Licence Creative CommonsThis is an Open Access article distributed under the terms of the Creative Commons Attribution License 4.0, which permits unrestricted use, distribution, and reproduction in any medium, provided the original work is properly cited.

1 Introduction

Currently, there is an active ongoing search for substances increasing liver capacity against pathological activities, strengthening its detergent actions. The most commonly, liver damage is observed in large farms where high concentration of animals requires continuous use of antibacterial preparations, vaccines and other drugs aimed at preventing development of infectious diseases in animals [1, 2].

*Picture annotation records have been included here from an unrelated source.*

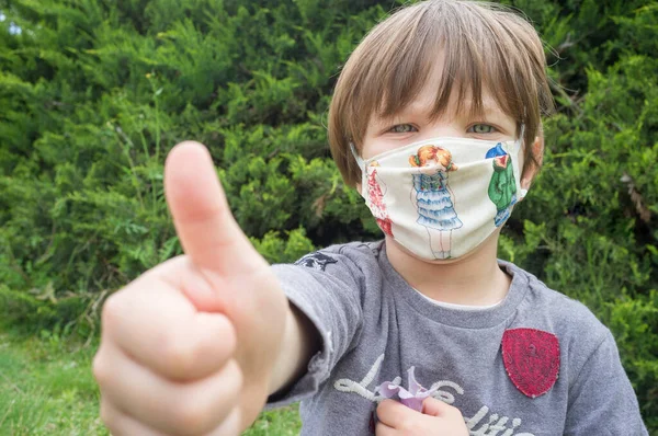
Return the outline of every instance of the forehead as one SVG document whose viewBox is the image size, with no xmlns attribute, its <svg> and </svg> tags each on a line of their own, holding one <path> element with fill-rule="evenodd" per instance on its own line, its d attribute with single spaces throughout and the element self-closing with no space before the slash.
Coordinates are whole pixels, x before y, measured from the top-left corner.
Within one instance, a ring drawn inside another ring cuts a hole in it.
<svg viewBox="0 0 658 436">
<path fill-rule="evenodd" d="M 486 81 L 483 82 L 477 95 L 469 84 L 453 83 L 452 89 L 443 90 L 442 85 L 445 83 L 442 80 L 443 73 L 443 54 L 439 51 L 435 62 L 429 69 L 424 83 L 418 87 L 415 97 L 406 104 L 399 102 L 396 104 L 389 96 L 389 92 L 385 90 L 382 102 L 373 108 L 371 122 L 388 121 L 405 115 L 449 119 L 461 115 L 513 118 L 513 114 L 506 113 L 496 94 L 489 91 Z M 447 99 L 443 102 L 441 99 L 444 95 L 447 95 Z"/>
</svg>

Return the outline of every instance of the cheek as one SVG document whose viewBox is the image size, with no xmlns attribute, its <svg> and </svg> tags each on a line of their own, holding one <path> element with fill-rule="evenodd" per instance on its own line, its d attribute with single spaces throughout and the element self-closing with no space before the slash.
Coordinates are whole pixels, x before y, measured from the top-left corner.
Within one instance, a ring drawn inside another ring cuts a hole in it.
<svg viewBox="0 0 658 436">
<path fill-rule="evenodd" d="M 363 148 L 361 149 L 361 157 L 364 160 L 382 154 L 388 150 L 393 150 L 399 147 L 399 142 L 387 141 L 386 139 L 373 140 L 365 138 L 363 141 Z"/>
</svg>

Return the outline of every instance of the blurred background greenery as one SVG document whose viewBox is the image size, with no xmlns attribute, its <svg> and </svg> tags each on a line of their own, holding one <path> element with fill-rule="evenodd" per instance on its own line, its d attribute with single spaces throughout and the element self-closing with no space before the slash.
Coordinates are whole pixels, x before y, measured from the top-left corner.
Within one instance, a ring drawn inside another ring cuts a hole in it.
<svg viewBox="0 0 658 436">
<path fill-rule="evenodd" d="M 500 256 L 613 331 L 658 435 L 658 3 L 514 0 L 558 112 Z M 328 153 L 341 64 L 393 0 L 0 0 L 0 434 L 104 434 L 104 299 L 181 252 L 168 150 L 211 149 L 271 262 L 377 239 Z M 298 432 L 295 409 L 249 435 Z"/>
</svg>

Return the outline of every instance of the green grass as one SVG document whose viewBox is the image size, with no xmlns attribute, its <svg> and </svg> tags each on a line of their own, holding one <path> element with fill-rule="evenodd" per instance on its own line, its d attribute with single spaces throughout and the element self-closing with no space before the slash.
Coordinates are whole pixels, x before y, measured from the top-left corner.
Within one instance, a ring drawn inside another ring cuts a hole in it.
<svg viewBox="0 0 658 436">
<path fill-rule="evenodd" d="M 0 435 L 109 435 L 91 375 L 95 344 L 0 328 Z M 296 435 L 297 408 L 263 413 L 245 436 Z"/>
</svg>

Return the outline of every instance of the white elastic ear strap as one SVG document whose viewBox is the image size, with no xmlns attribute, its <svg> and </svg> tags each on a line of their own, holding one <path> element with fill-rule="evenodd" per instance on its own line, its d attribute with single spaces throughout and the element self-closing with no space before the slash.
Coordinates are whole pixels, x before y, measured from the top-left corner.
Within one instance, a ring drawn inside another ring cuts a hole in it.
<svg viewBox="0 0 658 436">
<path fill-rule="evenodd" d="M 361 157 L 359 156 L 356 148 L 354 148 L 354 142 L 350 142 L 350 150 L 352 150 L 352 156 L 356 160 L 356 164 L 359 164 L 361 171 L 365 171 L 365 163 L 363 162 L 363 159 L 361 159 Z"/>
<path fill-rule="evenodd" d="M 519 136 L 519 139 L 517 139 L 519 151 L 521 151 L 523 149 L 523 135 L 524 134 L 525 134 L 525 124 L 522 124 L 521 125 L 521 135 Z M 520 168 L 519 171 L 522 171 L 522 169 Z M 519 174 L 519 176 L 521 176 L 521 174 Z M 523 198 L 527 195 L 527 190 L 523 190 L 521 187 L 521 182 L 519 182 L 519 195 L 521 195 L 521 198 Z"/>
</svg>

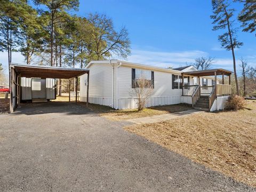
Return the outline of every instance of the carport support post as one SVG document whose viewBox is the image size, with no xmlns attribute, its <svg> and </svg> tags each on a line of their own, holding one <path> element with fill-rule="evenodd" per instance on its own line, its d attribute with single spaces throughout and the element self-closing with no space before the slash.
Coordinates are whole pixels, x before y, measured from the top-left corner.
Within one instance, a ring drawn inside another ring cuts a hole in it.
<svg viewBox="0 0 256 192">
<path fill-rule="evenodd" d="M 12 98 L 13 97 L 13 93 L 12 92 L 12 86 L 13 86 L 13 68 L 11 67 L 11 73 L 10 76 L 10 113 L 13 113 L 13 103 L 12 101 L 13 101 Z"/>
<path fill-rule="evenodd" d="M 87 74 L 87 94 L 86 94 L 86 107 L 89 105 L 89 73 Z"/>
<path fill-rule="evenodd" d="M 21 74 L 19 74 L 19 86 L 18 88 L 18 107 L 20 107 L 20 95 L 21 92 Z"/>
<path fill-rule="evenodd" d="M 68 79 L 68 101 L 70 102 L 70 79 Z"/>
<path fill-rule="evenodd" d="M 184 87 L 184 74 L 183 74 L 183 73 L 181 74 L 181 78 L 182 78 L 182 96 L 184 95 L 184 89 L 183 89 Z"/>
<path fill-rule="evenodd" d="M 214 71 L 214 77 L 215 77 L 215 84 L 216 87 L 215 89 L 215 95 L 216 95 L 215 99 L 217 99 L 217 72 Z"/>
<path fill-rule="evenodd" d="M 78 78 L 76 77 L 76 102 L 77 102 L 77 85 L 78 85 Z"/>
</svg>

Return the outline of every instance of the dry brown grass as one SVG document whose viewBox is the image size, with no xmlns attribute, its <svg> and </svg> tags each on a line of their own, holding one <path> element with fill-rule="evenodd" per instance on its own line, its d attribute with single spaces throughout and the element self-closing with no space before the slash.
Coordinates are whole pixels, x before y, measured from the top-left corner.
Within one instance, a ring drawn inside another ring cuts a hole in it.
<svg viewBox="0 0 256 192">
<path fill-rule="evenodd" d="M 5 99 L 5 93 L 0 93 L 0 114 L 9 112 L 9 100 Z M 8 95 L 10 98 L 10 94 Z"/>
<path fill-rule="evenodd" d="M 256 187 L 256 102 L 237 111 L 204 113 L 125 128 Z"/>
<path fill-rule="evenodd" d="M 81 105 L 86 103 L 79 102 Z M 112 121 L 122 121 L 134 118 L 162 115 L 191 109 L 191 105 L 178 104 L 146 108 L 141 111 L 138 109 L 115 110 L 111 107 L 89 103 L 89 108 L 100 116 Z"/>
</svg>

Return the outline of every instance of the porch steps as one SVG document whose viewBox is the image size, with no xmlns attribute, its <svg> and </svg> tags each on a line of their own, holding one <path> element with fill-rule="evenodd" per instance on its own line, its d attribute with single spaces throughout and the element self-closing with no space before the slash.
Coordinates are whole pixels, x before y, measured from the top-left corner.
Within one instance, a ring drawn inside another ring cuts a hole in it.
<svg viewBox="0 0 256 192">
<path fill-rule="evenodd" d="M 199 98 L 194 106 L 197 109 L 203 110 L 209 110 L 209 96 L 200 96 Z"/>
</svg>

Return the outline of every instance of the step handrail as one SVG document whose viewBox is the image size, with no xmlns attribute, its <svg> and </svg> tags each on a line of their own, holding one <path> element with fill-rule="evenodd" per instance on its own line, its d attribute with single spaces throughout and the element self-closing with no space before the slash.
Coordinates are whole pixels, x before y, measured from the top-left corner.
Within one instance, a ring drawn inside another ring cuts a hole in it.
<svg viewBox="0 0 256 192">
<path fill-rule="evenodd" d="M 201 95 L 201 89 L 200 89 L 200 85 L 197 85 L 197 87 L 195 90 L 195 91 L 192 94 L 191 96 L 192 97 L 192 107 L 196 104 L 196 101 L 200 97 Z"/>
<path fill-rule="evenodd" d="M 209 96 L 209 110 L 211 110 L 211 108 L 213 105 L 213 102 L 214 102 L 215 99 L 217 98 L 217 93 L 216 85 L 214 85 Z"/>
</svg>

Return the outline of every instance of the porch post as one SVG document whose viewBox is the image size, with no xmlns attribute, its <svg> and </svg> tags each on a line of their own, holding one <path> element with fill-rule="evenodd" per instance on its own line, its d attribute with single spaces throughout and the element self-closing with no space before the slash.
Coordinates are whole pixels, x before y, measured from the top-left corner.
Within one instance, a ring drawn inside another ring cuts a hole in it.
<svg viewBox="0 0 256 192">
<path fill-rule="evenodd" d="M 182 79 L 182 96 L 184 95 L 184 74 L 183 74 L 183 73 L 181 74 L 181 78 Z"/>
<path fill-rule="evenodd" d="M 86 107 L 89 105 L 89 71 L 87 74 L 87 94 L 86 94 Z"/>
<path fill-rule="evenodd" d="M 77 84 L 78 82 L 78 78 L 76 77 L 76 103 L 77 102 Z"/>
<path fill-rule="evenodd" d="M 13 92 L 12 90 L 13 89 L 13 69 L 12 67 L 10 67 L 11 73 L 10 74 L 10 113 L 13 113 Z M 10 70 L 10 69 L 9 69 Z"/>
<path fill-rule="evenodd" d="M 18 107 L 20 107 L 20 95 L 21 93 L 21 74 L 19 74 L 19 86 L 18 86 Z"/>
<path fill-rule="evenodd" d="M 70 79 L 68 79 L 68 101 L 70 102 Z"/>
<path fill-rule="evenodd" d="M 217 99 L 217 72 L 214 71 L 214 77 L 215 77 L 215 85 L 216 87 L 215 88 L 215 95 L 216 95 L 215 99 Z"/>
</svg>

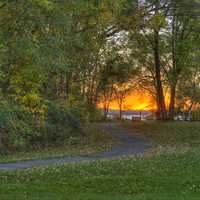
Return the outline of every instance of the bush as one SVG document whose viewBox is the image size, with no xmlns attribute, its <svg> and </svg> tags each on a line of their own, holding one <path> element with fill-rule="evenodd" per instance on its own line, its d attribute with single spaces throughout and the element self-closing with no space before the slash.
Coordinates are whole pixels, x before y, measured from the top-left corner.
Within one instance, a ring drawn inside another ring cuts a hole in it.
<svg viewBox="0 0 200 200">
<path fill-rule="evenodd" d="M 43 140 L 48 143 L 63 143 L 72 136 L 81 134 L 83 114 L 79 109 L 50 103 L 45 114 Z"/>
<path fill-rule="evenodd" d="M 30 142 L 33 134 L 33 117 L 30 113 L 18 105 L 6 101 L 0 102 L 1 149 L 22 148 Z"/>
</svg>

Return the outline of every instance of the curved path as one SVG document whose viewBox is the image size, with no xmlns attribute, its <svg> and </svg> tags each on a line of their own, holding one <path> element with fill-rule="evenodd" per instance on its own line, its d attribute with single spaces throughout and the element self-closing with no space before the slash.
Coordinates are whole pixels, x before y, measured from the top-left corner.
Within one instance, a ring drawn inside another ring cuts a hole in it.
<svg viewBox="0 0 200 200">
<path fill-rule="evenodd" d="M 119 140 L 120 145 L 107 152 L 86 156 L 66 156 L 48 160 L 29 160 L 19 161 L 16 163 L 2 163 L 0 164 L 0 170 L 16 170 L 40 166 L 63 165 L 66 163 L 78 163 L 82 161 L 94 161 L 98 159 L 116 158 L 126 155 L 141 155 L 148 149 L 152 148 L 150 141 L 137 134 L 130 134 L 128 130 L 118 126 L 117 124 L 104 123 L 100 126 L 108 134 L 111 134 L 113 138 Z"/>
</svg>

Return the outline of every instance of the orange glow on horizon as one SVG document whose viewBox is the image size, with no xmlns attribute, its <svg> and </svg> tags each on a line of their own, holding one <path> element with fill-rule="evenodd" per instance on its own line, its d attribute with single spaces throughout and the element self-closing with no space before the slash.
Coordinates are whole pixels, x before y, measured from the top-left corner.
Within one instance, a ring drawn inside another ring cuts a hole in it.
<svg viewBox="0 0 200 200">
<path fill-rule="evenodd" d="M 103 108 L 103 104 L 100 103 L 100 108 Z M 128 95 L 123 104 L 123 110 L 156 110 L 156 102 L 147 92 L 133 92 Z M 110 109 L 119 109 L 117 101 L 110 103 Z"/>
</svg>

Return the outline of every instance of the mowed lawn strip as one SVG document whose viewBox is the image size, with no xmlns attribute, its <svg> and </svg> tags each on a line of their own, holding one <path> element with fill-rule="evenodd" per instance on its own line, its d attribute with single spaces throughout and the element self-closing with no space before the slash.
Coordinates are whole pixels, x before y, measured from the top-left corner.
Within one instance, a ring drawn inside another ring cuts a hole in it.
<svg viewBox="0 0 200 200">
<path fill-rule="evenodd" d="M 199 168 L 193 151 L 0 172 L 0 198 L 192 200 L 200 197 Z"/>
<path fill-rule="evenodd" d="M 64 156 L 89 155 L 108 151 L 118 144 L 111 135 L 102 131 L 97 125 L 90 124 L 84 128 L 84 136 L 70 138 L 65 144 L 50 145 L 45 148 L 30 148 L 24 151 L 0 155 L 0 163 L 23 160 L 61 158 Z"/>
</svg>

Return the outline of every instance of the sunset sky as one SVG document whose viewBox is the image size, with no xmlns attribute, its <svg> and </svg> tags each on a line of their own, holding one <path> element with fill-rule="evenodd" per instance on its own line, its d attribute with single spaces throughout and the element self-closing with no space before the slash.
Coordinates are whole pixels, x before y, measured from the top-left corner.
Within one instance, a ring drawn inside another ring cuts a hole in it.
<svg viewBox="0 0 200 200">
<path fill-rule="evenodd" d="M 100 104 L 100 107 L 102 105 Z M 110 109 L 119 109 L 117 101 L 110 104 Z M 126 97 L 123 110 L 155 110 L 156 104 L 153 98 L 145 92 L 133 92 Z"/>
</svg>

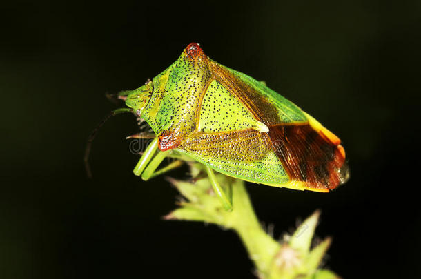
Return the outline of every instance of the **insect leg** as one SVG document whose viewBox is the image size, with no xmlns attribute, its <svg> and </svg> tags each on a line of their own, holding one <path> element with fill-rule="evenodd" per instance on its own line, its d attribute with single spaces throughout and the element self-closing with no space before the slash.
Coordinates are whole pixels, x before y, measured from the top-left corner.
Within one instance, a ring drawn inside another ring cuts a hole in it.
<svg viewBox="0 0 421 279">
<path fill-rule="evenodd" d="M 169 165 L 168 165 L 167 166 L 164 167 L 158 170 L 156 170 L 158 168 L 158 167 L 159 166 L 159 165 L 161 164 L 161 163 L 162 163 L 164 159 L 165 159 L 167 157 L 167 156 L 169 155 L 169 152 L 159 152 L 157 154 L 157 156 L 155 156 L 155 158 L 150 161 L 150 163 L 149 163 L 149 165 L 148 165 L 146 169 L 145 169 L 144 172 L 141 174 L 141 178 L 144 180 L 147 180 L 150 178 L 153 178 L 157 176 L 162 174 L 166 172 L 169 172 L 169 171 L 174 169 L 177 167 L 179 167 L 182 165 L 183 165 L 182 161 L 176 160 L 176 161 L 173 161 L 173 163 L 170 163 Z"/>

Multiplicity of liver functions leads to the fact that a disturbance in any kind of metabolism affects this organ, leading to cell damage and development of a new, more severe pathological process or complicating the main condition.

Recently, negative impact of a number of medical preparations on liver was discovered, whose hepatotoxicity acutely increases with their biotransformation due to formation of active metabolites. It has been established that poisoning with xenobiotics and metabolites of hormones and proteins accumulated in the body causes toxicosis and promotes increased intensity of lipid peroxidation (LPO).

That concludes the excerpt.